During my freshmen and sophomore years, I enrolled in a four semester course called Arts and Humanities, which was offered only to Honor level students on entrance to the college. This course covered in sequence from early civilization to the modern age across the breadth of great literature, art, history, and philosophy. The result was a comprehensive and contextual understanding of Western Humanities that has remained with me my entire life. But such was my odd character in that I truly enjoyed the traditional works, I reserved a desk in the basement of the library near the religion and philosophy isles. While taking breaks from my calculus or economic studies, I would wander the isles picking up the occasional book of Heidegger, Sartre, Tillich, Bultmann, or others to clear my mind.
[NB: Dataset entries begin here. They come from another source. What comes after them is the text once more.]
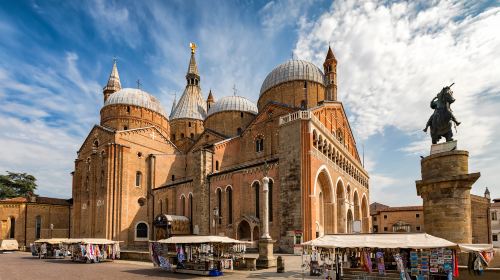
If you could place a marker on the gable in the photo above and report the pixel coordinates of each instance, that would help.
(100, 133)
(332, 115)
(150, 137)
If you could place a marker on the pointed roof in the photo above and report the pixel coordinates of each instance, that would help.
(330, 54)
(174, 104)
(193, 68)
(114, 79)
(191, 105)
(210, 97)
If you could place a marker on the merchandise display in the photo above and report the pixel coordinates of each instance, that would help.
(202, 255)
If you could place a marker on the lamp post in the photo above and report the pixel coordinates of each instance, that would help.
(216, 216)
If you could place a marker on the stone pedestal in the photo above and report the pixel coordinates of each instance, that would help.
(266, 257)
(445, 191)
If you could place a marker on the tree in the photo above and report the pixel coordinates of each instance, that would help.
(16, 184)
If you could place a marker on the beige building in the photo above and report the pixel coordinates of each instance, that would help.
(207, 158)
(29, 219)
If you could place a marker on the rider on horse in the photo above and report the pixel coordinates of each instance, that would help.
(439, 103)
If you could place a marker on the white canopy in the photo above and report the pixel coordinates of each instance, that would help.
(99, 241)
(52, 240)
(382, 240)
(200, 239)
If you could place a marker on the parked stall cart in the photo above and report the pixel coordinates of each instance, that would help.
(49, 248)
(200, 255)
(386, 255)
(92, 250)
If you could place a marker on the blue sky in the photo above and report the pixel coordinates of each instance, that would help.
(393, 58)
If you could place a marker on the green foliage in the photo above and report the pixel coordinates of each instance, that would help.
(16, 184)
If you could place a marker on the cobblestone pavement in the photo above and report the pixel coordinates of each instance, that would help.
(22, 266)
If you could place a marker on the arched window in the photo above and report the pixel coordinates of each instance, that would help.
(183, 205)
(270, 200)
(219, 204)
(12, 231)
(38, 227)
(229, 192)
(141, 231)
(138, 179)
(257, 198)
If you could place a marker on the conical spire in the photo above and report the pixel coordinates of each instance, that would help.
(113, 85)
(330, 54)
(173, 106)
(114, 79)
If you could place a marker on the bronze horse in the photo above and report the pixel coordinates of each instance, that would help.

College wasn’t entirely work and no play, for I did engage in a wide variety of sports. For 2 years I was the college mascot, dancing about in a large wildcat costume at the basketball and football games. This silly past-time was rigorous work, especially in the hot North Carolina weather, but it was a joy to interact with the kids. I road biked daily, often clocking in over 100 miles a week. I also started a racquetball club.